Souterrain, Carrowmoney, Co. Mayo
Co. Mayo |
Settlement Sites
Beneath the southern half of a ringfort at Carrowmoney in County Mayo, three separate stone chambers lie in the earth, each with its own entrance, each unconnected to the others.
That last detail is the quietly unusual part. Souterrains, the stone-lined underground passages and chambers built during the early medieval period, are typically arranged as a linked sequence, one passage feeding into the next, their layout thought to serve purposes of storage, refuge, or concealment. Here, the three chambers stand apart from one another, which makes straightforward interpretation difficult, particularly given that portions of the structure have collapsed.

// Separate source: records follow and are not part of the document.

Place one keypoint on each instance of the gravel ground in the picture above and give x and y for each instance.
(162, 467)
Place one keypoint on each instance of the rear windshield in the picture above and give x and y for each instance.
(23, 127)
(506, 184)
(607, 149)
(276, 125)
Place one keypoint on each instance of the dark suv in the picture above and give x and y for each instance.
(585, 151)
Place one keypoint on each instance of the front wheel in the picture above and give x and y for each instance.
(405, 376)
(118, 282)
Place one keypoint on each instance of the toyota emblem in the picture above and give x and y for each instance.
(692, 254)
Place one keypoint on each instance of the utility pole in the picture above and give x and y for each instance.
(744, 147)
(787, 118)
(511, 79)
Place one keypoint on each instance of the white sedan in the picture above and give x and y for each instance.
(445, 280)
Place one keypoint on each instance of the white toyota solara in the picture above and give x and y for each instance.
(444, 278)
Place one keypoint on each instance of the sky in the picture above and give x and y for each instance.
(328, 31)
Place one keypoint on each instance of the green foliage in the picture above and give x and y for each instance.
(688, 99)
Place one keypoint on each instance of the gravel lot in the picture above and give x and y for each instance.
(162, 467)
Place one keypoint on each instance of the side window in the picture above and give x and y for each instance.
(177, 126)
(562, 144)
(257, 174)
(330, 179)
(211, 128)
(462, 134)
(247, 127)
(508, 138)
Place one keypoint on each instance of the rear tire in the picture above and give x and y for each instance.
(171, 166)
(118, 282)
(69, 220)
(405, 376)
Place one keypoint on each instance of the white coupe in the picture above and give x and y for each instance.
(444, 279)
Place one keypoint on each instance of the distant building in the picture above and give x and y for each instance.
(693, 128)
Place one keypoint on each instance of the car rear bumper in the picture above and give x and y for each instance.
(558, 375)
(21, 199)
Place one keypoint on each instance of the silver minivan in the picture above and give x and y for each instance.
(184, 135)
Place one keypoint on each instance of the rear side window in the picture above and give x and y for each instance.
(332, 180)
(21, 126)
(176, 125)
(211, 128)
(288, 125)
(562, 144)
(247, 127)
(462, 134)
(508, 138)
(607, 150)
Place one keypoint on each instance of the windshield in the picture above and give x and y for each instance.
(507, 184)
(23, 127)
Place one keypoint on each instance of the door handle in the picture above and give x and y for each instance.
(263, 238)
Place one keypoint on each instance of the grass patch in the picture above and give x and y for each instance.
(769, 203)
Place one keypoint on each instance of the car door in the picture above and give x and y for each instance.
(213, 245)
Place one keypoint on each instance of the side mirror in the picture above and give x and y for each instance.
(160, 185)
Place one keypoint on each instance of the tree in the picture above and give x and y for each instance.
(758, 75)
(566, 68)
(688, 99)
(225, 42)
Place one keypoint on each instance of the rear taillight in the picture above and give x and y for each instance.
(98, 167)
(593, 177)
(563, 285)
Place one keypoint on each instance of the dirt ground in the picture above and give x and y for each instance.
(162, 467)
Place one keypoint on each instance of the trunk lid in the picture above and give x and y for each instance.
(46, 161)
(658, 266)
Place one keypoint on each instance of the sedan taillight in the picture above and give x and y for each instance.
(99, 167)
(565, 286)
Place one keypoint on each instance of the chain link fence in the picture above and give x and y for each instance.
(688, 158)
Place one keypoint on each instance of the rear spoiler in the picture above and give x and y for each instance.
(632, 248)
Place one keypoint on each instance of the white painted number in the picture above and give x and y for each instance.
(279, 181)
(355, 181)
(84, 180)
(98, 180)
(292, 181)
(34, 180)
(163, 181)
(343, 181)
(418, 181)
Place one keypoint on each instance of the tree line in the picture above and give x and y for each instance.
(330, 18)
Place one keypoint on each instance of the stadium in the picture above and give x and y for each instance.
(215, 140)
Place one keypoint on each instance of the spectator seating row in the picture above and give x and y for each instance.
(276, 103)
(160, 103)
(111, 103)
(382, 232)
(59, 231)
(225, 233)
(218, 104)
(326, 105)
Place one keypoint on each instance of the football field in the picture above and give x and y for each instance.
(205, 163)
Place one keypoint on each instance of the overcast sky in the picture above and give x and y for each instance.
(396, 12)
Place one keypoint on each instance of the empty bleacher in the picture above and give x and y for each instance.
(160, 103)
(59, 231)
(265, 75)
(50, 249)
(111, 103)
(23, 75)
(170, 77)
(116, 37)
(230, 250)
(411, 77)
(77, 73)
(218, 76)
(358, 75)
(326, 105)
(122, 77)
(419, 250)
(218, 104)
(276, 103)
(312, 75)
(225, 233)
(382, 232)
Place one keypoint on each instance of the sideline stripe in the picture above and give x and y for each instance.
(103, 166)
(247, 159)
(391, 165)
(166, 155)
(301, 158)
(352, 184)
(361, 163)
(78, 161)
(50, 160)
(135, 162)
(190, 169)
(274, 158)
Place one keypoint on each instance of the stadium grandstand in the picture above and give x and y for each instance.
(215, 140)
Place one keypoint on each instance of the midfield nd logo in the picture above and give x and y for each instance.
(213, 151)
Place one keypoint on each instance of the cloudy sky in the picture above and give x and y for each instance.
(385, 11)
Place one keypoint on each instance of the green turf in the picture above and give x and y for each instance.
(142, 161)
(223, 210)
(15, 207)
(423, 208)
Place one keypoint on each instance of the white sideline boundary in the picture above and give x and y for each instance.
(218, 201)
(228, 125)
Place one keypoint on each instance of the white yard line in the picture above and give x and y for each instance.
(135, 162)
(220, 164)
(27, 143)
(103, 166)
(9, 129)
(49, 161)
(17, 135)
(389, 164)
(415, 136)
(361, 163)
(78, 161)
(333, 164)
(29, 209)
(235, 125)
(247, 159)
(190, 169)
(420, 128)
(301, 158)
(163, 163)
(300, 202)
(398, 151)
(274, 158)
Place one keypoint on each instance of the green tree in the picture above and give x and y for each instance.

The souterrain sits within a ringfort, the circular enclosures defined by earthen banks that were the most common form of rural settlement in early medieval Ireland, dating broadly from the fifth to the twelfth centuries. The chambers themselves are stone-built and roofed with flat lintels laid across the walls. One entrance, positioned near the bank of the fort, opens into a small and narrow chamber. A second entrance in the interior of the fort leads to a more substantial space, recorded at six metres in length and 1.4 metres in height, tall enough to move through with some care but not with ease. The third entrance gives onto a chamber that is now largely infilled with debris and soil. The site was documented by D. Lavelle in an archaeological survey of the Ballinrobe district, published in 1994, which brought together records of monuments around Lough Mask and Lough Carra.